Potiche, si diceva. Dunque: il film è una commedia che fa ridere, per cui si può dire centri pienamente l'obiettivo. La questione che mi mette la pulce del sospetto, però, è proprio il perché faccia così ridere. O meglio, il perché il pubblico (io compreso, s'intende) accetti di ridere. E allora la cosa diventa interessante. Perché Potiche è una commedia vintage ambientata negli anni 70 e girata con lo stile del cinema commerciale francese del tempo: c'è tutto quello che ci si aspetta di vedere, dallo split screen alla musica swing leggera leggera, dai colori sgargianti ai primissimi piani totalmente stranianti, dalle acconciature ai costumi. Tutto. C'è come una patina, una confezione che fa credere prima al dispositivo e poi alle battute: si ride perché c'è la cornice kitch e camp, che fa passare battute intelligenti e battute idiote come parte di un sistema più ampio. La risata, insomma, è un po' imbastardita, nasce da un sospetto, dalla malfidenza e dalla sospensione del dubbio di fronte alla natura delle immagini.
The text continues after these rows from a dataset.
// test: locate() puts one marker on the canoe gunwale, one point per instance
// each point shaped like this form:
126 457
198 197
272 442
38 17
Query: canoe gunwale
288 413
Fin qui non ci sarebbe nulla di male, ma Ozon, che scemo non è, a un certo punto del film, una volta che ha conquistato lo spettatore, comincia a spacciare idee che proprio così kitch e volutamente stupidotte non sono. Tipo che i ricchi possono governare un paese, che se uno migliora le sorti di un'azienza non che può che migliorare anche quello di uno stato, che se è una donna è forte e volitiva in famiglia, allora può esserlo anche nella sfera pubblica. Non vi ricorda niente, tutto ciò? Non vi sembra che l'abbiamo già vissuto? Che lo stiamo ancora vivendo?
Il cuore è con la protagonista, certo: ma non è che in questo caso la risata funzioni da fumo negli occhi? E non è strano che per credere alle immagini si debba prima far capire che si sta prendendo un giro una tradizione, che si prendono le distanza dal proprio stesso film? Ecco un film pericoloso, a mio modo di vedere: fa ridere, ma a volerlo prendere sul serio, la risata fa venire la pelle d'oca.